Thinking big about northern Australia’s national security posture

What a difference a year can make, so the saying goes. In August 2019, ASPI published Strong and free? The future security of Australia’s north. Since then, Australia has battled bushfires, wild storms and a global pandemic, and the defence strategic update has made fundamental changes to our strategic thinking. Today ASPI launches the North and Australia’s Security program’s latest report, Thinking big!’ Resetting Northern Australia’s national security posture.

The 2019 report argued that more federal government policy attention was needed if northern Australia was to be ready to support future defence operations and contingencies. It also argued that there’s a need to reconceptualise northern Australia—defined as those areas north of 26° south of the equator—as a single, scalable defence and national security ecosystem.

The report called the concept ‘FOB (forward operating base) North’ and outlined in broad brushstrokes the requirements for developing an ecosystem to deliver integrated support to current and future defence and national security operations. The FOB North concept focused on creating a vision of northern Australia and its defence infrastructure being in a state of readiness to support a range of defence contingencies with little warning.

By late 2019, Australia was already key political, military and economic terrain in a new era of major-power competition that spans security, technology, economics and politics.

At the same time, as highlighted by ASPI’s Robert Glasser, climate change has continued to drive increases in the frequency and intensity of extreme weather events and natural disasters domestically and regionally. We’ll need to be prepared, on short notice, to provide disaster response and humanitarian assistance to support our neighbours. At the same time, we need to be ready to evacuate our citizens from across the region, if not the world, in the face of more frequent natural disasters and political turmoil.

Over the past seven months, the Covid-19 pandemic has rocked the world, with effects and implications that reinforce the strategic value of our north. Beyond the successes of our direct pandemic response and the rapid, large economic stimulus that has cushioned people and businesses from the worst of the economic damage, Covid-19 has brought some painful lessons for Australian policymakers.
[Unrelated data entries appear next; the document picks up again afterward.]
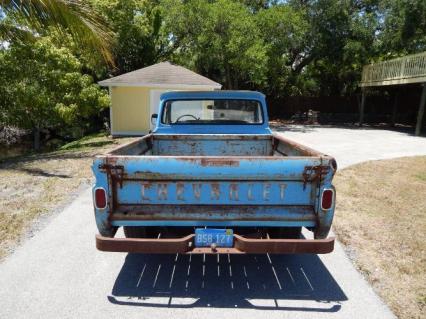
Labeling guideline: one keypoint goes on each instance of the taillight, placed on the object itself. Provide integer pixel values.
(100, 198)
(327, 199)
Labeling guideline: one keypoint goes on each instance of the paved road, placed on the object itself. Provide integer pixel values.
(59, 273)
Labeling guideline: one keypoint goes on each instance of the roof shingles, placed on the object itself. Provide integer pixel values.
(163, 73)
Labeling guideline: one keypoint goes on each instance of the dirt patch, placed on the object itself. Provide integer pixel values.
(381, 218)
(34, 186)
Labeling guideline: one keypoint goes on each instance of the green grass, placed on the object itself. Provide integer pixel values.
(87, 142)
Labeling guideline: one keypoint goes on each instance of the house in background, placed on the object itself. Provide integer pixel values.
(135, 95)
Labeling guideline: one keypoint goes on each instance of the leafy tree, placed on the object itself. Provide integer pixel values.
(45, 89)
(26, 19)
(404, 27)
(219, 39)
(139, 38)
(284, 31)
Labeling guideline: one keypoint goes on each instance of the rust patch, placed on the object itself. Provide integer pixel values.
(219, 162)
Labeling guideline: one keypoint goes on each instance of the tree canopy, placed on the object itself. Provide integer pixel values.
(52, 52)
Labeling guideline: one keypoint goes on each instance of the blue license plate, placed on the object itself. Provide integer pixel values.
(205, 237)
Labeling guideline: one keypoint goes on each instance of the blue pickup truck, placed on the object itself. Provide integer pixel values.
(213, 178)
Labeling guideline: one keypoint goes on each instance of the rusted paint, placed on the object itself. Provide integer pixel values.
(213, 212)
(219, 162)
(242, 245)
(313, 173)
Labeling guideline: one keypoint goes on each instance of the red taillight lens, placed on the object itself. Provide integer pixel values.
(327, 199)
(100, 198)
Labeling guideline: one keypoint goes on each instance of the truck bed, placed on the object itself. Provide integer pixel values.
(214, 145)
(214, 180)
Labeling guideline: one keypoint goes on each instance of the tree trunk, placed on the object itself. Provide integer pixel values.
(228, 76)
(36, 133)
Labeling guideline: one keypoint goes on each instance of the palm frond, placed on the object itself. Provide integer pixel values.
(77, 17)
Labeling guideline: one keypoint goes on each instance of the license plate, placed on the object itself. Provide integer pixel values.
(205, 237)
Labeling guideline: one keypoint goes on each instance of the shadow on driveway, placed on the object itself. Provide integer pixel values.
(282, 282)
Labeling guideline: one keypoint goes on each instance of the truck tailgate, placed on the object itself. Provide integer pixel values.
(212, 191)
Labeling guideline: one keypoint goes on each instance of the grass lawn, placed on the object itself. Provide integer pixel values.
(36, 185)
(381, 219)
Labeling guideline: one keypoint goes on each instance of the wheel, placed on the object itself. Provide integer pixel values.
(134, 232)
(285, 232)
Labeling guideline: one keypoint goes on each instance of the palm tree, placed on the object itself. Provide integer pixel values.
(32, 17)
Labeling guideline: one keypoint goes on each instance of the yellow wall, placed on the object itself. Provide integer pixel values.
(130, 110)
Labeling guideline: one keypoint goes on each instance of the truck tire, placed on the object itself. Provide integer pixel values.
(285, 232)
(134, 232)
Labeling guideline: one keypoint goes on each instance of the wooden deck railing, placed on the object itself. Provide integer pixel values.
(404, 70)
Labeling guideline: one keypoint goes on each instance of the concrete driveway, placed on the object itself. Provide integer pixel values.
(60, 274)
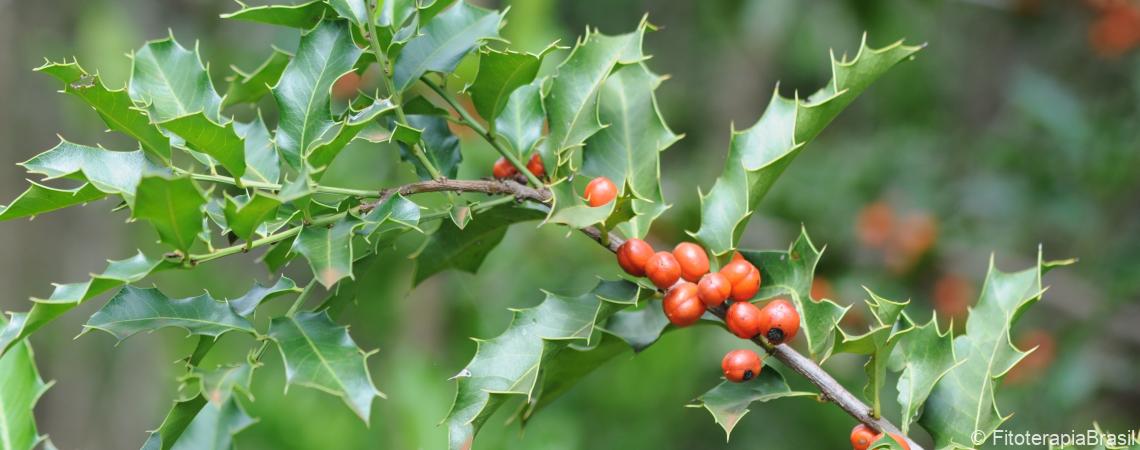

In addition to its immediate health challenges, the virus’s second-order social, economic and geopolitical impacts have exposed numerous fault lines in Australia’s national security arrangements, across our economy, our infrastructure and the industry that we would need in future crises—health and natural disasters as well as military crises and conflicts.

While the full economic, health, social and geopolitical impacts of the pandemic (and indeed their duration) are yet to be realised, there are already many national resilience and security lessons. Australia’s 30 years of economic growth have led to an almost religious belief in globalisation and good luck—a dangerous combination.

In the meantime, without a socially and economically prosperous northern Australia, there will be insufficient industry and infrastructure support for future defence operations, including regional engagement and power projection.

Alternatively, we can act to ensure that the north contributes to building the more regionally active, more offensively capable ADF that Prime Minister Scott Morrison envisaged when he launched the defence strategic update, and so use our strategic geography to help deter conflict and support regional prosperity and security.

While this latest report focuses primarily on the need to ‘think big’ about nation-building in northern Australia, it also engages with the reality of Covid-19 and the lessons that this pandemic has provided.

Defence’s real and financial commitments to northern Australia are critical to Australia’s broader national security and economic development, and an economically and socially prosperous northern Australia is essential for our national security. The second- and third-order impacts of defence spending serve to inoculate against the social implications of economic recession, reduce the possibility of foreign interference and contribute to social cohesion.

The report makes the case that while defence spending is vital to northern economies and nation-building, it’s focused more on the defence organisation’s more narrowly conceived portfolio of capital investments in bricks and mortar rather than on much-needed broader national security and economic decisions.

Northern Australia needs people, infrastructure and investment. It needs a critical population mass that will allow it to become sustainable and grow further. While defence spending has a place here, it ought not be considered the sole source of national security investment in the north.

Defence can’t, of course, be the sole designer of the kind of nation-building investment that’s needed. While Defence isn’t the only answer, there is room for consideration of how defence spending can assist national security and nation-building. It should be part of a broader strategy, which shouldn’t end up solely promoting sugar hits of economic investment that have little impact on underlying resilience and prosperity.

A paradigm shift in policy thinking on northern Australia is necessary to achieve the kind of national security and resilience we need.

The report argues that there’s a need for the federal government and the Northern Territory, Queensland and West Australian governments to take a more holistic perspective on northern Australia’s critical economic and national security role. The Australian government needs an integrated national and economic security strategy that encourages collaboration and synchronisation with state and territory governments.